Una pequeña obra maestra
Realizado entre 1797 y 1799, el Vuelo de brujas pertenece a una serie de media docena de cuadros que Goya pintó para la célebre residencia de La Alameda de los duques de Osuna, en cuya propiedad permaneció hasta 1896, la fecha de liquidación de los bienes de la aristocrática casa. A partir de entonces el cuadro perteneció sucesivamente a don Ramón Ibarra y a don Luis Arana, ambos coleccionistas de Bilbao, siendo, de nuevo, vendido, esta vez en pública subasta, llevada a cabo a fines de 1985 en la sala madrileña de Sotheby's-Peel, a su último propietario, Jaime Ortiz-Patiño. Sorprende, por tanto, que el problema de su expropiación supuestamente ilegítima no se planteara entonces, en el momento de esta subasta pública, pero, en todo caso, ahí están las leyes y los tribunales si hubiere lugar.De lo que no hay la menor duda es, por un lado, de la calidad e importancia del cuadro, y, por otro, del absurdo de no haber sido ejercido el derecho mejor de compra por parte del Museo del Prado en 1985, lo que, si no se aclarase convenientemente, compromete el criterio de los responsables de la pinacoteca entonces y grava al contribuyente actual con una penalización de unos 200 millones, si no me falla la memoria en relación al precio del remate del cuadro en 1985' Entre unos y otros, éste parece ser el destino de los españoles: pagar las cuentas de todos mientras unos y otros se insultan.
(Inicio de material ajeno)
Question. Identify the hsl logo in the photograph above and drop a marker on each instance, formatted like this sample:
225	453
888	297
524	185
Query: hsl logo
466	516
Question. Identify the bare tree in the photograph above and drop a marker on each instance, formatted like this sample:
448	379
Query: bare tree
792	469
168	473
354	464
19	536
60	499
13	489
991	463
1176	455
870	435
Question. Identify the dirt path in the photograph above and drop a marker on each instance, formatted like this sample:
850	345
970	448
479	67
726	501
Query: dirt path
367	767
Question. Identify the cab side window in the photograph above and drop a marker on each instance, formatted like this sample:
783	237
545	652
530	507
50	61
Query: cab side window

En todo caso, volviendo a lo esencial, el cuadro de Vuelo de brujas es, en efecto, maravilloso, y lo es, entre otras cosas, porque formó parte de un conjunto de obras que, en la última década del siglo XVIII, Goya pintó para sí mismo, "a su capricho e invención", como él mismo escribió, una afortunada expresión que sirvió después para así titular la exposición que el Museo del Prado organizó sobre el pintor aragonés a fines del año 1993. El Vuelo de brujas es, además, dentro de la serie de temas de brujerías, quizá el más terrible y sorprendente; también el más ácido, desde el punto de vista crítico. En medio de una noche terrible, con ambientación de desoladora negrura, un poco al estilo del famoso cartón que alegoriza El invierno, vemos a tres brujas voladoras -una, sin duda es del sexo femenino-, que sostienen en volandas a un hombre desnudo al que están chupando, mientras éste grita y se contorsiona patéticamente. Los tres seres brujos están, por lo demás, tocados de capirotes, hábilmente transformados en tiaras obispales, con lo que la asociación entre hechicería e Iglesia queda patentemente manifiesta. Debajo de este siniestro grupo volador, vemos dos hombres: uno se tapa la cabeza con un manteo y camina, aterrorizado, haciendo una señal de conjuro; mientras el otro permanece tumbado en el suelo tapándose los oídos con desesperación, como para no oír los gritos del desdichado. La tercera figura es la de un asno, que permanece insólitamente indiferente ante el cruento- disparate brujeril, como si estas cosas no tuvieran que ver nada con los seres de su especie.
Al margen de las significaciones icónicas, tan obvias como jugosas, la obra es de una extraordianaria belleza, pues manifiesta ese sentido personal e íntimo de Goya que aflora mejor con los asuntos de fantasía, donde lo sentimental se asocia con lo patético. La figura del hombre que huye cubierto, aunque repita el prototipo de la de los campesinos de la nevada de El Invierno, posee una fuerza extraordinaria, como la tiene, esbozada en segundo plano, la del hombre echado, genial preludio de todas esas figuras tumbadas que multiplicará a partir de esas fechas. La surrealista presencia de la cabeza del asno resulta también, en su impasibilidad, sobrecogedora. Es difícil, en fin, compendiar mejor un asunto terrorífico-sublime, dando todos los acentos locales y sin pérdida en un solo momento de, la realidad, una realidad no exenta de la mejor delicadeza de pincelada. Una pequeña gran obra maestra.